Begitu masuk ke dapur itulah kalimat pembuka yang Zara dengar dari mamanya. Sambil mengikat rambut panjangnya dengan asal, Zara menjawab sekenanya. "Oh, kirain Mama lupa."

"Kamu kalau jualan emang bisa bagi waktu buat belajar? Jangan sampai peringkat kamu makin anjlok kalau nanti udah mulai jalan usahanya."

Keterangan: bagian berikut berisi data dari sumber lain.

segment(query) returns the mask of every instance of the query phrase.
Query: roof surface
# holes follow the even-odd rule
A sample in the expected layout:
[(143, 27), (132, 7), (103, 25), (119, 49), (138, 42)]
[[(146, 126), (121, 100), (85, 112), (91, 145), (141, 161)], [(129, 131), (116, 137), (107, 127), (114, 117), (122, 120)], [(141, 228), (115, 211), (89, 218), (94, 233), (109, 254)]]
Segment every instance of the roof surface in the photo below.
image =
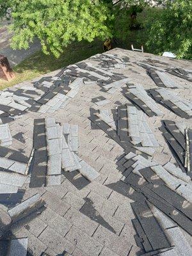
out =
[(191, 255), (191, 67), (115, 49), (2, 91), (2, 255)]

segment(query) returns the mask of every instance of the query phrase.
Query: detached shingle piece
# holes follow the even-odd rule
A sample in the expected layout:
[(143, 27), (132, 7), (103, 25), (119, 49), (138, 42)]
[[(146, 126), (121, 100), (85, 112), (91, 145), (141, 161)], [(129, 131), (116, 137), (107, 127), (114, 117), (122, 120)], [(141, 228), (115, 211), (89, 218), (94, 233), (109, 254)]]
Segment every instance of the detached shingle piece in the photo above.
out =
[(9, 209), (8, 213), (13, 221), (15, 222), (31, 212), (36, 211), (38, 208), (43, 206), (44, 204), (40, 195), (37, 193)]

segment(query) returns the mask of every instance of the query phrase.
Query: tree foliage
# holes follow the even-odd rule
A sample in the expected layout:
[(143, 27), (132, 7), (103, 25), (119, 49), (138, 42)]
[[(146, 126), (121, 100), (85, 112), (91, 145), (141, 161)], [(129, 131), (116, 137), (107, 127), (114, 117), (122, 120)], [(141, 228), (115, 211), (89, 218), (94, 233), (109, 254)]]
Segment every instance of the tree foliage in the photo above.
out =
[[(14, 31), (11, 46), (27, 49), (38, 38), (44, 53), (58, 57), (73, 41), (122, 40), (130, 29), (141, 28), (137, 13), (146, 8), (142, 20), (147, 49), (177, 58), (192, 58), (191, 0), (0, 0), (0, 16), (12, 10)], [(155, 3), (156, 7), (149, 8)], [(159, 7), (157, 6), (159, 4)], [(159, 7), (160, 6), (160, 7)], [(145, 43), (145, 42), (143, 42)]]
[(112, 36), (106, 21), (113, 16), (99, 0), (12, 0), (10, 4), (13, 49), (27, 49), (37, 37), (44, 53), (58, 57), (74, 40)]
[(164, 1), (161, 12), (147, 24), (147, 45), (156, 54), (171, 51), (177, 58), (192, 58), (192, 1)]

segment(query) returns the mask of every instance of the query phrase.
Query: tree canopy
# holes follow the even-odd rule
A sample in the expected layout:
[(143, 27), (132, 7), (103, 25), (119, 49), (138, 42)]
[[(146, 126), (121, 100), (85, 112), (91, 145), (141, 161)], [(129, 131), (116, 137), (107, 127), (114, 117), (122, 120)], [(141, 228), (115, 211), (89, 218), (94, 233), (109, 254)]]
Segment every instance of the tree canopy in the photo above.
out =
[(99, 0), (11, 0), (10, 5), (13, 49), (27, 49), (37, 37), (45, 54), (59, 56), (76, 40), (92, 42), (112, 36), (108, 25), (113, 17)]
[(154, 53), (175, 53), (178, 58), (192, 58), (192, 1), (168, 0), (162, 11), (147, 24), (148, 42)]
[(143, 28), (137, 13), (154, 2), (159, 11), (151, 8), (143, 20), (148, 49), (191, 58), (191, 0), (0, 0), (0, 15), (12, 8), (13, 49), (27, 49), (38, 38), (44, 53), (58, 57), (75, 40), (127, 38)]

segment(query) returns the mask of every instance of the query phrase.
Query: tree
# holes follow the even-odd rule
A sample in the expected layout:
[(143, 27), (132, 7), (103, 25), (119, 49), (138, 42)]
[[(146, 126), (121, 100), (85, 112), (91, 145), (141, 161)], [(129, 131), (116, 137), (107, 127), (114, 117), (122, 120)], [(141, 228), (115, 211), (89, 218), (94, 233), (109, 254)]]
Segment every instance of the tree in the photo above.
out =
[(192, 58), (192, 1), (167, 0), (147, 24), (147, 45), (154, 53), (171, 51), (177, 58)]
[(113, 17), (108, 4), (99, 0), (8, 2), (6, 7), (12, 8), (13, 49), (27, 49), (37, 37), (44, 53), (52, 52), (58, 57), (64, 47), (74, 40), (92, 42), (95, 38), (104, 40), (112, 36), (109, 24)]

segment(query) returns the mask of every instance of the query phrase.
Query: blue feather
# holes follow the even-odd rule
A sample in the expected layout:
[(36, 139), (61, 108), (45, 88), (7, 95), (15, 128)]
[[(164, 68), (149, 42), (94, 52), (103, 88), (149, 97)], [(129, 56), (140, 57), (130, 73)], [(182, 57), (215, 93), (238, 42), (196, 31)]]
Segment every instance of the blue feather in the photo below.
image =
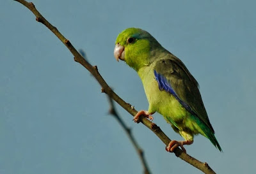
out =
[(197, 115), (196, 113), (195, 113), (195, 112), (191, 110), (191, 108), (187, 103), (186, 103), (179, 98), (176, 92), (174, 91), (170, 83), (169, 83), (165, 76), (157, 73), (156, 70), (154, 70), (154, 74), (155, 75), (156, 80), (156, 81), (157, 81), (158, 87), (161, 91), (164, 90), (165, 91), (170, 93), (188, 112), (189, 112), (193, 115)]

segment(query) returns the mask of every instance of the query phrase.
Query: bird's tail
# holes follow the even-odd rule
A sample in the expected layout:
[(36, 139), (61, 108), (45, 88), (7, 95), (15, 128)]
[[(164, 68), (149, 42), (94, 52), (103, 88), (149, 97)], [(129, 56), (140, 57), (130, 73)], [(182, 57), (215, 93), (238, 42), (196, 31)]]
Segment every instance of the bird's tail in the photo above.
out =
[(204, 129), (203, 129), (204, 133), (205, 134), (206, 138), (207, 138), (209, 140), (210, 140), (211, 142), (218, 149), (220, 152), (223, 152), (221, 147), (220, 147), (220, 145), (219, 144), (219, 142), (218, 142), (217, 139), (214, 136), (214, 133), (212, 132), (212, 131), (207, 126), (205, 126)]

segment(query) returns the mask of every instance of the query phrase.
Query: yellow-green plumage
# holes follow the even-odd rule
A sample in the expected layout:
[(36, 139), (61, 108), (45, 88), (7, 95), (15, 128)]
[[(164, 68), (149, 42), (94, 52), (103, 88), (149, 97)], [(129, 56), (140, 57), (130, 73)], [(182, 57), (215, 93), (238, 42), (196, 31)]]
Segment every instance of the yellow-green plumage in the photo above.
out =
[(186, 140), (193, 140), (195, 134), (201, 134), (222, 151), (197, 82), (181, 61), (140, 29), (124, 30), (118, 36), (116, 44), (124, 48), (124, 61), (141, 79), (148, 112), (161, 114)]

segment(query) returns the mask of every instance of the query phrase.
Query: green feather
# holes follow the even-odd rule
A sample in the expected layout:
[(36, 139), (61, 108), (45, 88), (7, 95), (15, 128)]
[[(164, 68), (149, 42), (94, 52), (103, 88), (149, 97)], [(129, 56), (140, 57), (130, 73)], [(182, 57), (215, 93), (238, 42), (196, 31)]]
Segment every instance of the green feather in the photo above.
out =
[[(132, 38), (134, 41), (129, 43)], [(125, 61), (134, 69), (144, 87), (149, 113), (159, 112), (186, 140), (201, 134), (222, 151), (204, 106), (196, 80), (182, 61), (164, 49), (148, 33), (129, 28), (119, 34), (116, 44), (124, 47)], [(166, 78), (186, 109), (171, 93), (160, 90), (154, 71)]]

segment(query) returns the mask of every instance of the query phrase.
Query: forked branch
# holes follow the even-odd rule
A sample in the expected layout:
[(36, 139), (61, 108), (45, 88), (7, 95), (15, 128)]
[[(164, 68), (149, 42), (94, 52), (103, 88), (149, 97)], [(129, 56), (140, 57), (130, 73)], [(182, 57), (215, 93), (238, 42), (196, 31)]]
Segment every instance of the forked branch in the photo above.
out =
[[(77, 50), (73, 47), (71, 43), (66, 39), (57, 29), (56, 27), (51, 25), (36, 9), (35, 6), (32, 3), (28, 3), (24, 0), (14, 0), (19, 2), (24, 6), (27, 7), (32, 13), (36, 16), (36, 21), (41, 22), (45, 25), (49, 30), (51, 30), (61, 42), (68, 48), (70, 52), (74, 56), (75, 61), (80, 63), (87, 70), (88, 70), (92, 75), (95, 78), (97, 81), (102, 87), (102, 92), (107, 94), (111, 98), (115, 100), (118, 105), (126, 110), (132, 116), (134, 116), (138, 112), (131, 105), (125, 102), (122, 98), (120, 98), (107, 84), (103, 78), (101, 76), (98, 71), (98, 69), (96, 66), (92, 66), (88, 62), (87, 62), (77, 52)], [(142, 117), (140, 121), (148, 129), (150, 129), (159, 139), (166, 145), (168, 145), (171, 140), (162, 131), (159, 127), (156, 124), (151, 122), (146, 118)], [(179, 157), (181, 159), (185, 161), (188, 163), (191, 164), (195, 168), (199, 169), (205, 173), (215, 173), (215, 172), (210, 168), (210, 166), (206, 163), (202, 163), (196, 159), (190, 156), (186, 153), (183, 152), (180, 149), (177, 148), (174, 153), (176, 156)]]

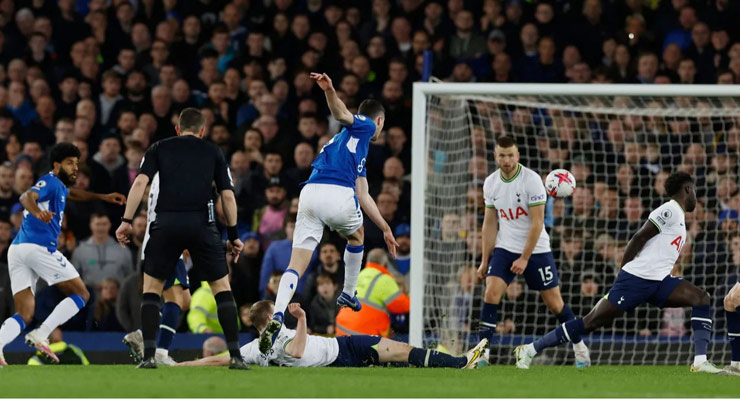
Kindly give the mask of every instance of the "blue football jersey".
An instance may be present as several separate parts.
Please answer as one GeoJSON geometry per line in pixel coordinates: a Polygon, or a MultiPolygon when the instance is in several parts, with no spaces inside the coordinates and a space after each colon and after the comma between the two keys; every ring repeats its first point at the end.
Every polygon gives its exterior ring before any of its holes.
{"type": "Polygon", "coordinates": [[[355,188],[358,176],[365,177],[365,160],[375,122],[365,115],[354,115],[354,122],[332,137],[311,166],[306,183],[335,184],[355,188]]]}
{"type": "Polygon", "coordinates": [[[39,193],[38,206],[42,211],[54,212],[51,222],[44,223],[23,210],[23,224],[13,244],[31,243],[46,247],[50,252],[57,250],[57,238],[62,230],[64,219],[64,205],[67,201],[69,189],[59,180],[54,172],[42,176],[31,190],[39,193]]]}

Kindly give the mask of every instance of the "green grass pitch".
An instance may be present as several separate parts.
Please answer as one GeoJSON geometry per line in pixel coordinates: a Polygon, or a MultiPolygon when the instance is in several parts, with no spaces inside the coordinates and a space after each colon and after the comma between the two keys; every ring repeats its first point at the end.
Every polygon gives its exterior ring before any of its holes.
{"type": "Polygon", "coordinates": [[[740,377],[688,366],[514,366],[479,370],[9,366],[0,397],[737,397],[740,377]]]}

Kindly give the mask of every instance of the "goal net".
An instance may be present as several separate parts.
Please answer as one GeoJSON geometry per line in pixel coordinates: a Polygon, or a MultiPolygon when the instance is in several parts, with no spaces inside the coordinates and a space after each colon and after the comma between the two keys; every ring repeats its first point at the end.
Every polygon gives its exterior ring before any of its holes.
{"type": "MultiPolygon", "coordinates": [[[[608,292],[629,238],[667,201],[666,177],[695,176],[699,204],[686,215],[689,237],[673,274],[711,295],[710,360],[729,361],[722,299],[740,275],[740,89],[417,83],[414,92],[412,344],[460,353],[478,340],[482,186],[505,134],[543,178],[557,168],[576,177],[570,198],[548,200],[545,226],[563,299],[578,316],[608,292]]],[[[686,364],[690,317],[690,309],[643,305],[584,339],[596,364],[686,364]]],[[[557,324],[517,277],[499,306],[492,362],[511,364],[514,346],[557,324]]],[[[573,360],[570,344],[535,359],[573,360]]]]}

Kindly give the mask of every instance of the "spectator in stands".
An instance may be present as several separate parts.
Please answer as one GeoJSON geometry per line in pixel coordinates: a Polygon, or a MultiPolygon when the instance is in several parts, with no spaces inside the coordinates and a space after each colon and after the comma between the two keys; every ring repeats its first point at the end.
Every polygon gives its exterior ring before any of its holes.
{"type": "Polygon", "coordinates": [[[92,235],[72,255],[72,263],[85,284],[100,289],[103,280],[123,280],[134,271],[131,251],[121,248],[109,235],[111,222],[106,214],[95,213],[90,217],[92,235]]]}
{"type": "Polygon", "coordinates": [[[306,278],[306,287],[304,288],[304,296],[310,303],[316,296],[318,281],[317,278],[320,275],[331,277],[337,286],[344,286],[344,264],[342,257],[339,256],[339,250],[337,250],[336,244],[330,241],[325,241],[319,246],[319,264],[316,265],[316,270],[306,278]]]}
{"type": "Polygon", "coordinates": [[[99,331],[123,331],[116,317],[116,301],[120,283],[114,278],[105,278],[101,284],[100,296],[95,301],[95,324],[99,331]]]}
{"type": "Polygon", "coordinates": [[[339,286],[332,276],[319,274],[316,277],[316,295],[311,300],[308,328],[315,334],[334,334],[334,318],[337,315],[339,286]]]}
{"type": "Polygon", "coordinates": [[[244,243],[244,249],[231,270],[231,285],[237,306],[260,300],[259,282],[263,254],[257,233],[244,233],[240,239],[244,243]]]}

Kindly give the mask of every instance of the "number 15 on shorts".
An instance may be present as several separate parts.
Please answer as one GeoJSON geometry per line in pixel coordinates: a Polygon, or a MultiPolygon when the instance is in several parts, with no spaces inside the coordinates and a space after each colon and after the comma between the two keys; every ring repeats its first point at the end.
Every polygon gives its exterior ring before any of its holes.
{"type": "Polygon", "coordinates": [[[551,281],[552,278],[554,277],[552,275],[552,266],[541,267],[539,269],[539,272],[540,272],[540,277],[542,277],[542,282],[545,283],[545,285],[547,285],[548,281],[551,281]]]}

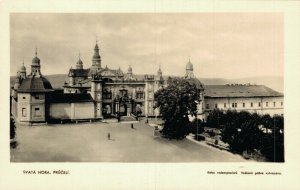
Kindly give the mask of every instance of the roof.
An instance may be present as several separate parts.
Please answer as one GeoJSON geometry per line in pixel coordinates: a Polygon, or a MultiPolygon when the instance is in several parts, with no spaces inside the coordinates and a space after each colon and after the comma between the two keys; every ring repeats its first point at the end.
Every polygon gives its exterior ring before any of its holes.
{"type": "Polygon", "coordinates": [[[90,94],[67,94],[67,93],[52,93],[49,96],[51,103],[75,103],[75,102],[93,102],[90,94]]]}
{"type": "Polygon", "coordinates": [[[51,83],[43,76],[35,75],[23,79],[18,92],[49,92],[53,91],[51,83]]]}
{"type": "Polygon", "coordinates": [[[197,78],[188,78],[188,79],[186,79],[190,84],[195,84],[196,85],[196,87],[197,87],[197,89],[203,89],[204,88],[204,86],[203,86],[203,84],[200,82],[200,80],[199,79],[197,79],[197,78]]]}
{"type": "Polygon", "coordinates": [[[283,94],[264,85],[206,85],[205,97],[282,97],[283,94]]]}
{"type": "Polygon", "coordinates": [[[73,74],[74,77],[87,77],[90,69],[70,69],[69,76],[73,74]]]}

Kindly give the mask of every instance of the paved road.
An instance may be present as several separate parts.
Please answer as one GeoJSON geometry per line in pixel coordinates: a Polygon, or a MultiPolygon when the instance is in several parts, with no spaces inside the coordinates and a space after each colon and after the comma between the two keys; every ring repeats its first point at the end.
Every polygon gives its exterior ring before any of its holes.
{"type": "Polygon", "coordinates": [[[243,162],[239,155],[188,139],[153,137],[144,123],[88,123],[17,127],[13,162],[243,162]],[[110,133],[111,140],[107,135],[110,133]]]}

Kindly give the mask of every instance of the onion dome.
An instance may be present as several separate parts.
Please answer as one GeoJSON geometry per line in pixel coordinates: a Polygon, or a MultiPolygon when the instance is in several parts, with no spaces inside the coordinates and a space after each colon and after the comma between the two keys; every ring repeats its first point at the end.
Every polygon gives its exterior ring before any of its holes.
{"type": "Polygon", "coordinates": [[[78,61],[76,62],[76,69],[83,69],[83,62],[80,59],[80,53],[79,53],[78,61]]]}
{"type": "Polygon", "coordinates": [[[98,47],[97,42],[96,42],[96,45],[94,48],[93,60],[100,60],[99,47],[98,47]]]}
{"type": "Polygon", "coordinates": [[[191,60],[189,59],[189,62],[186,64],[185,67],[186,70],[193,70],[193,64],[191,63],[191,60]]]}
{"type": "Polygon", "coordinates": [[[20,73],[25,73],[25,72],[26,72],[26,67],[24,66],[24,61],[23,61],[22,66],[20,67],[19,72],[20,72],[20,73]]]}
{"type": "Polygon", "coordinates": [[[37,49],[35,49],[35,57],[32,59],[32,65],[40,66],[40,59],[37,57],[37,49]]]}
{"type": "Polygon", "coordinates": [[[79,59],[78,59],[78,61],[77,61],[76,64],[77,64],[77,65],[83,65],[83,62],[81,61],[80,57],[79,57],[79,59]]]}
{"type": "Polygon", "coordinates": [[[128,67],[128,73],[132,74],[132,68],[131,68],[130,65],[129,65],[129,67],[128,67]]]}

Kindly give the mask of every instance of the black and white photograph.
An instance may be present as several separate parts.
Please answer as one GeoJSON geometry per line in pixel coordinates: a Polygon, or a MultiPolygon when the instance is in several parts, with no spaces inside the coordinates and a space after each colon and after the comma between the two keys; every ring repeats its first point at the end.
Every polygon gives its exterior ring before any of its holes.
{"type": "Polygon", "coordinates": [[[284,162],[283,14],[10,15],[11,162],[284,162]]]}
{"type": "Polygon", "coordinates": [[[297,190],[300,2],[0,0],[0,189],[297,190]]]}

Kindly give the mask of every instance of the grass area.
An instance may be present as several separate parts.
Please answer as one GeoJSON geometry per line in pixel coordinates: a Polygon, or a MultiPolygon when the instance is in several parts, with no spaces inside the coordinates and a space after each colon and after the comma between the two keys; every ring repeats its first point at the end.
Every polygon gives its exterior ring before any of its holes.
{"type": "MultiPolygon", "coordinates": [[[[150,123],[153,121],[149,121],[150,123]]],[[[17,126],[12,162],[240,162],[241,156],[184,140],[154,138],[145,121],[17,126]],[[111,140],[108,140],[110,133],[111,140]]]]}

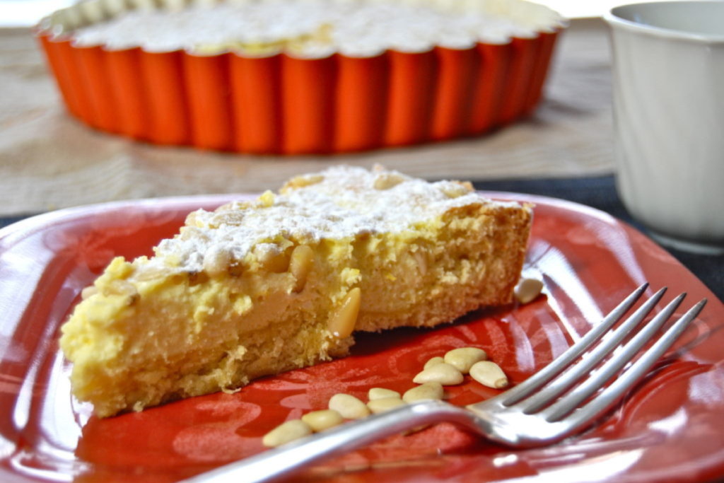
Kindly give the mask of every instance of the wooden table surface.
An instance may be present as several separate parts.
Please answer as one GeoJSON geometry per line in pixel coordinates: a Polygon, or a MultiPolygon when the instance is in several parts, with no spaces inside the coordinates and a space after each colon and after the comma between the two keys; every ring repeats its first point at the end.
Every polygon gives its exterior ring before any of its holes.
{"type": "Polygon", "coordinates": [[[277,189],[334,163],[427,179],[586,177],[613,171],[607,28],[576,20],[560,38],[531,118],[463,140],[353,155],[261,156],[159,147],[95,132],[65,112],[30,30],[0,29],[0,216],[82,204],[277,189]]]}

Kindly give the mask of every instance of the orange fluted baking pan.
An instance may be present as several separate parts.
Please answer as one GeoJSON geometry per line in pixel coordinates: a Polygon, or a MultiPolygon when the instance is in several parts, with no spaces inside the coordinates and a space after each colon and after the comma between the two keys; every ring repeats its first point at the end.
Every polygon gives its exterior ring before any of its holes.
{"type": "MultiPolygon", "coordinates": [[[[526,26],[523,33],[463,48],[318,58],[284,49],[210,54],[76,42],[76,29],[148,8],[143,1],[81,1],[36,28],[70,114],[148,143],[261,154],[365,151],[508,125],[539,104],[565,25],[555,12],[523,0],[473,0],[455,8],[510,16],[526,26]]],[[[164,8],[159,0],[154,5],[164,8]]]]}

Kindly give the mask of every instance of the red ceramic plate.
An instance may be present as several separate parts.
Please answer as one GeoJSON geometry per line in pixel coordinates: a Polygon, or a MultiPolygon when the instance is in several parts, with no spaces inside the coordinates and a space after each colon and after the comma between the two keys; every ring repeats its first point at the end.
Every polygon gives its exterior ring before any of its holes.
{"type": "MultiPolygon", "coordinates": [[[[484,348],[518,382],[646,280],[652,289],[688,292],[686,308],[704,297],[709,304],[676,352],[585,434],[515,450],[440,424],[324,463],[294,481],[650,483],[724,476],[722,303],[657,245],[608,215],[551,198],[488,194],[536,205],[525,269],[545,289],[532,303],[471,314],[434,330],[363,335],[345,359],[260,379],[236,394],[104,420],[70,395],[59,326],[112,256],[150,253],[187,212],[230,197],[73,209],[0,231],[0,480],[177,481],[262,451],[264,433],[324,408],[336,392],[364,398],[376,386],[407,390],[425,361],[455,347],[484,348]]],[[[469,381],[447,392],[458,405],[496,393],[469,381]]]]}

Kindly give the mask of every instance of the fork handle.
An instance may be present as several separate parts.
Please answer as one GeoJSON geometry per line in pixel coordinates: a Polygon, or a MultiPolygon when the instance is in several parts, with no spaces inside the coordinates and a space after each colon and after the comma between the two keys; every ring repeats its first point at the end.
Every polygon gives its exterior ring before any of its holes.
{"type": "Polygon", "coordinates": [[[318,460],[348,453],[406,429],[442,421],[474,427],[474,419],[470,411],[442,401],[405,405],[264,451],[182,483],[270,482],[318,460]]]}

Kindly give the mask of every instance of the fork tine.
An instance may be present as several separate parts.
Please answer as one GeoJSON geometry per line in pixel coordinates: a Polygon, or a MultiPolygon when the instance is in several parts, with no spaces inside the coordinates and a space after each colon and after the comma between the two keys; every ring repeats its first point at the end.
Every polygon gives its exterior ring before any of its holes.
{"type": "Polygon", "coordinates": [[[704,298],[691,307],[666,331],[661,338],[631,364],[620,377],[616,379],[596,398],[566,418],[566,422],[570,424],[569,430],[575,431],[582,425],[591,422],[618,403],[631,387],[648,374],[652,366],[656,364],[683,334],[706,304],[707,299],[704,298]]]}
{"type": "Polygon", "coordinates": [[[649,284],[644,283],[634,290],[623,302],[611,311],[598,325],[589,330],[586,335],[568,348],[565,352],[556,358],[555,361],[535,374],[529,377],[524,382],[497,396],[502,398],[501,403],[506,406],[512,406],[527,398],[553,377],[560,374],[566,367],[571,365],[573,361],[588,349],[592,344],[598,340],[602,335],[607,331],[614,324],[618,322],[628,311],[631,306],[636,303],[636,301],[639,300],[648,287],[649,284]]]}
{"type": "MultiPolygon", "coordinates": [[[[639,353],[641,348],[647,342],[651,340],[656,332],[671,317],[674,311],[676,310],[676,308],[678,307],[679,304],[681,303],[681,301],[686,296],[686,294],[682,293],[671,301],[634,338],[621,347],[622,350],[620,353],[615,355],[606,361],[599,369],[592,373],[590,377],[580,385],[548,408],[542,411],[539,414],[544,416],[548,421],[558,421],[578,407],[585,399],[603,387],[608,380],[618,374],[626,364],[628,364],[639,353]]],[[[674,340],[675,339],[673,339],[671,343],[673,343],[674,340]]]]}
{"type": "Polygon", "coordinates": [[[615,330],[606,334],[602,338],[601,343],[591,352],[584,354],[579,362],[568,367],[560,377],[552,381],[545,387],[542,388],[524,401],[521,401],[520,406],[523,406],[522,407],[523,412],[526,414],[537,412],[568,390],[581,377],[587,375],[591,369],[598,365],[601,361],[615,349],[624,337],[629,335],[649,315],[661,300],[665,292],[666,292],[665,287],[654,294],[615,330]]]}

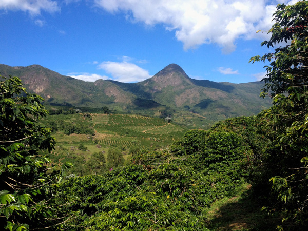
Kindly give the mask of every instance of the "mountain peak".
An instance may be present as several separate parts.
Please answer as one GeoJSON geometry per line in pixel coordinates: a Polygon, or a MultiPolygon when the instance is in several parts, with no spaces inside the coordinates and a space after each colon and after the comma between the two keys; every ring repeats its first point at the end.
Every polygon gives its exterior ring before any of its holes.
{"type": "Polygon", "coordinates": [[[151,86],[155,90],[161,91],[168,86],[182,89],[184,86],[192,85],[189,78],[182,68],[175,64],[169,64],[150,79],[144,81],[145,86],[151,86]]]}
{"type": "Polygon", "coordinates": [[[180,66],[177,64],[171,63],[171,64],[169,64],[168,66],[165,67],[164,69],[163,69],[161,71],[159,72],[158,74],[161,73],[164,74],[166,73],[170,73],[174,72],[180,72],[182,74],[184,75],[187,75],[185,71],[182,69],[180,66]]]}

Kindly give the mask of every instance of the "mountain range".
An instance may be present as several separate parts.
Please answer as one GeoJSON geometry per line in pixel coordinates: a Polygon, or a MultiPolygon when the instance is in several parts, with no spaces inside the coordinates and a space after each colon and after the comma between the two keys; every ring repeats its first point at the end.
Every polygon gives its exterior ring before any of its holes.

Zara menyambar kentang dalam wadah plastik yang sudah dikupas kulitnya oleh mama. "Bisa. Mama tenang aja. Selama ini aku jualan online, sekolahku juga nggak terganggu, kan?" tanyanya seraya memotong dadu sayuran yang banyak mengandung pati tersebut.

"Buah, gula, susu, cup, sedotan, dan lainnya mau dibeli pakai uangnya siapa? Mama sama Papa nggak mau kasih kamu modal."

Entah karena pisau yang ia gunakan mulai tumpul, atau memang perkataan mamanya yang membuat kentang ini terasa berat kala diiris. "Izin dari Mama udah lebih dari cukup buat aku. Aku nggak minta uang, aku cuma mau dengar Mama bilang 'ya'," harap Zara.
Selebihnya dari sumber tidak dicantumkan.